Wednesday, October 19, 2005
46: chicky book alert!
About ten years ago I saw a sketch on a short-lived comedy show with an all-female cast. The sketch starred Terri Garr as the hostess of a book group that was getting together to discuss The Bridges of Madison County. Terri Garr wears a big denim shirt and a bandanna. She fusses about the livingroom. The other women in the book group arrive and they are also wearing denim shirts and bandannas. Not having read the book, I didn't quite get the joke, but it became clear as they discussed the book, with the whole thing degenerating into a fistfight over who was most like the woman in the book.
The Time Traveller's Wife is one of those books too, I suspect. Not satisfied with simply reading it, some women will try to find themselves in it because the lives of the people in it are kind of imaginable in the similarities to us, but impossibly remote and desirable in their differences.
And yes, it is a very chicky book. Which is not to say there's a lot of kissing in it (although there is) and nothing to interest the blokey reader. But it taps into exactly the same romantic desire as the film of Last of the Mohicans and Truly, Madly, Deeply - namely, the desire to have a man who will always find you. Who will always come back to you and do everything he can to make sure that you're okay, no matter what's happening or where he is. And if he ever can't get back to you, you can be damned sure that he is bloody well trying.
My only problem was that I found it a little hard to throw myself fully into the romance of it all because Henry (the Time Traveller), kept reminding me of Eoghan Barry at odd moments. The obsessive running. The playing of loud music. The wearing of t-shirts with band names on them. The love of spending hours in the kitchen making elaborate meals. The overachieving family. The swearing and drinking. You get the picture.
Still, don't let that put you off. Oh. It has. Well, if it has to be in my head...
Posted Oct. 19 2005, at 9:55 AM
Read this one and really enjoyed it. Passed it on to Marshall who sobbed like an infant while reading it as we sat waiting for a flight to check-in. Chicky, yes. Thankfully our enjoyment was un-sullied by associating anyone we knew with Henry. I don't know any obsessive runners.

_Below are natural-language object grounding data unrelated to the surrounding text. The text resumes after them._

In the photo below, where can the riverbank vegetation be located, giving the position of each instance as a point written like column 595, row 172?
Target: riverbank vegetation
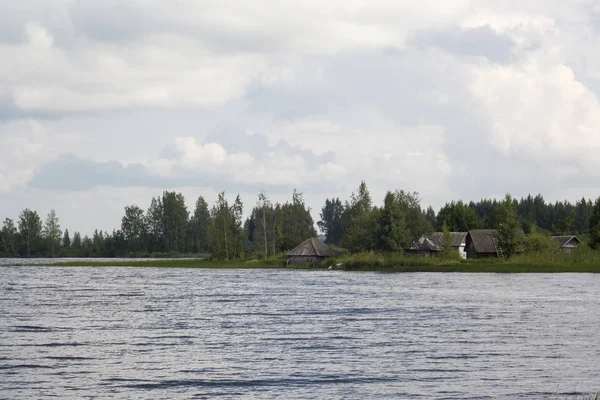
column 168, row 229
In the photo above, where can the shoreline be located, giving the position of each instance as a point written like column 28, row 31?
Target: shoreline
column 479, row 266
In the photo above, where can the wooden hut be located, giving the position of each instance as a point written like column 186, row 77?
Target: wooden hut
column 568, row 242
column 309, row 251
column 459, row 241
column 484, row 243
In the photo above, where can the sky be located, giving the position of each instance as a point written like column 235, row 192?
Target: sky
column 106, row 103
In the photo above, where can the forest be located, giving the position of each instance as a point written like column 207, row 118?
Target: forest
column 168, row 229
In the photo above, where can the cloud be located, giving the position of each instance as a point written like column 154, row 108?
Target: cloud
column 480, row 42
column 457, row 99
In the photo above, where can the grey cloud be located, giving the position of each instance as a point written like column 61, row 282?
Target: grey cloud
column 481, row 42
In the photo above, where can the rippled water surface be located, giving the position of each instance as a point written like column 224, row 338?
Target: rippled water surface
column 193, row 333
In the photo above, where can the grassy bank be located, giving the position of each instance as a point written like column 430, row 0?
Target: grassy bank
column 582, row 261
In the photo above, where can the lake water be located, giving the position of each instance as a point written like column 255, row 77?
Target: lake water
column 144, row 333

Posted by StevieB on Oct. 19 2005, at 10:29 AM Delete
There you are, you see. And Stevie is a boy, who likes football and everything!
I too had a big cry at various points throughout the book. I suspect this might be partly due to two external factors. One, my husband is away and I miss him. Two, I cry at bloody everything.
Posted by perfectlycromulent on Oct. 19 2005, at 11:56 AM Delete
That...could describe anyone. Well, almost anyone.
Mind you, Celeste loved it.
Posted by Eoghan on Oct. 19 2005, at 2:19 PM Delete
I read it and finished it, but I thought it was a pile of maudlin chickylit. For the reasons that you outlined. What is it about women that they need to have a man like that? We're not that fantastic that some bloke should spend his eternity looking for us. I wouldn't do it for a bloke. Having said that, I really liked the male character. Well written.
Posted by Queenie on Oct. 22 2005, at 2:07 PM Delete
Is it also like The Last of the Mohicans in that it features lots of lovingly rendered 18th century battles?
Posted by ian on Oct. 22 2005, at 6:33 PM Delete
Ooh, now we want a film with Alan Rickman in the role of Henry. I could take Sam to that and I'd be SO in.